Une évaluation n’est en aucun cas une attestation du « niveau » d’un élève. Il s’agit d’une photographie, à un moment donné, des connaissances des élèves, des éléments maîtrisés et de ceux qui restent à travailler. Celles-ci sont pour la plupart du temps formatives et permettent aux élèves de se positionner sur ceux qu’ils savent faire. Elles servent aussi de support aux professeurs pour adapter leurs enseignements. Pour résumer, elles sont une aide aux apprentissages, et pas uniquement une sanction. Les mettre au même plan qu’une épreuve terminale préparée durant des mois relève d’une méconnaissance totale du travail effectué dans les établissements.
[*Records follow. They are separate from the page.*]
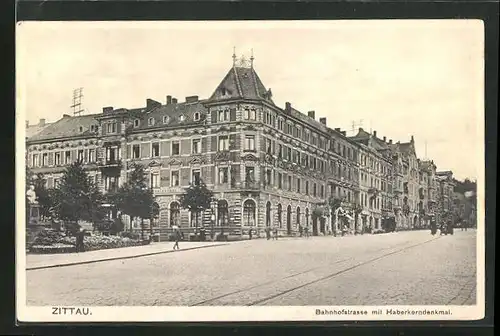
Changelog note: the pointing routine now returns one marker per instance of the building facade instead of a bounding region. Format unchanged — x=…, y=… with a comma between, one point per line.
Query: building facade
x=267, y=165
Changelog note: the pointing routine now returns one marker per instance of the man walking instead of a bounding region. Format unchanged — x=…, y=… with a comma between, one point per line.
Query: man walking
x=177, y=236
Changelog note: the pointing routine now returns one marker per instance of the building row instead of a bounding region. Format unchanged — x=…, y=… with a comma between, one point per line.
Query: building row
x=267, y=165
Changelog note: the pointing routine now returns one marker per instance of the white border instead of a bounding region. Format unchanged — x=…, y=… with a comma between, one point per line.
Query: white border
x=261, y=313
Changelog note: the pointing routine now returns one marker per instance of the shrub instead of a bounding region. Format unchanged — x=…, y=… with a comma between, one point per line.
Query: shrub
x=378, y=231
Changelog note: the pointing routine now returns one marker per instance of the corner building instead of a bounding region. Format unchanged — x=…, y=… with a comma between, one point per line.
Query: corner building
x=267, y=166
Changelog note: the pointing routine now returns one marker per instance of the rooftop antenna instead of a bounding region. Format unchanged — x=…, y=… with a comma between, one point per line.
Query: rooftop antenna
x=355, y=125
x=77, y=102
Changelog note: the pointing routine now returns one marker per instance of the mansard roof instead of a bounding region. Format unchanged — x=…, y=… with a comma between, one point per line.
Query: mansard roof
x=66, y=127
x=241, y=82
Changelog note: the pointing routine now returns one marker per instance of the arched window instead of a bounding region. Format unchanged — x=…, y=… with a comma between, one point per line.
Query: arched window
x=280, y=222
x=249, y=213
x=268, y=214
x=222, y=213
x=175, y=214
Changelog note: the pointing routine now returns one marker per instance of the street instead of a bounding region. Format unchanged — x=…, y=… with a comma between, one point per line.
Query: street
x=403, y=268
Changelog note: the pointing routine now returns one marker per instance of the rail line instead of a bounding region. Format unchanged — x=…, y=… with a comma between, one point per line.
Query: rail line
x=242, y=290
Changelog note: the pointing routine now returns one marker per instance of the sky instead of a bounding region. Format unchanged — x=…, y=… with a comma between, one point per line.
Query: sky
x=399, y=77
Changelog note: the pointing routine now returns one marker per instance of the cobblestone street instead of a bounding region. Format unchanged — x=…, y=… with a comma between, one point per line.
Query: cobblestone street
x=404, y=268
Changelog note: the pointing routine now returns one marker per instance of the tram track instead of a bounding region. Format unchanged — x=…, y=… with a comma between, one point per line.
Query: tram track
x=309, y=272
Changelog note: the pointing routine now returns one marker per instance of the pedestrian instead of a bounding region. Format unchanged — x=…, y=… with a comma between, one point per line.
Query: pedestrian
x=177, y=236
x=80, y=246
Pire, prendre en compte ces notes pour l’obtention du baccalauréat est en totale contradiction avec les injonctions ministérielles elles-mêmes au sujet des évaluations, relayées dans les Instituts nationaux supérieurs du professorat et de l’éducation (INSPE): les évaluations se doivent d’être « positives », « bienveillantes », « au service de l’élève », etc. Ces paroles quoique relevant bien souvent d’une forme de novlangue sans réalité effective définissent bien les objectifs assignés à l’évaluation par l’institution. Il est tout simplement proposé aujourd’hui de s’asseoir dessus, au mépris du travail des enseignants et des élèves.

Où est alors la « bienveillance » de l’évaluation lorsque l’on sait qu’une mauvaise note obtenue risque de mettre en péril l’obtention de son diplôme? Il y a une contradiction forte à vouloir faire de l’évaluation un outil de formation au service des élèves tout en faisant un élément de contrôle en vue du baccalauréat. L’introduction de ce contrôle continu risque en réalité de transformer chaque évaluation donnée par un professeur en une « mini-épreuve » du baccalauréat, source de stress pour les élèves, et à rebours des objectifs pédagogiques assignés à un tel exercice. 

Blanquer: le passage en force permanent

Les arguments exposés dans cet article sont bien connus du ministre de l’Éducation nationale. C’est donc en toute connaissance de cause que celui-ci a choisi d’opter pour du contrôle continu pour le baccalauréat 2020. Ce choix ne saurait être transformé en l’unique solution possible, ni même en une nécessité « technique ».

En vérité, ce choix s’inscrit dans la logique propre du ministre depuis son arrivée à la tête de la rue du Grenelle. Alors que celui-ci fait passer de force sa réforme du baccalauréat dont le contrôle continu constitue un pilier central, l’occasion était trop belle. En désignant cette option comme la seule possible, Jean-Michel Blanquer tente de légitimer en amont l’introduction du contrôle continu pour le baccalauréat dès l’année prochaine. Tenter d’organiser coûte que coûte des épreuves de contrôle terminales aurait relevé d’un aveu de faiblesse terrible de la part du ministre.

Au-delà de cette année particulière, rappelons bien que l’introduction du contrôle continu dans le baccalauréat relève d’un projet politique clair, et qu’il s’agit de combattre. Vouloir dépolitiser cette question comme le fait le ministre revient à cacher aux citoyens les vrais enjeux derrière une telle mesure.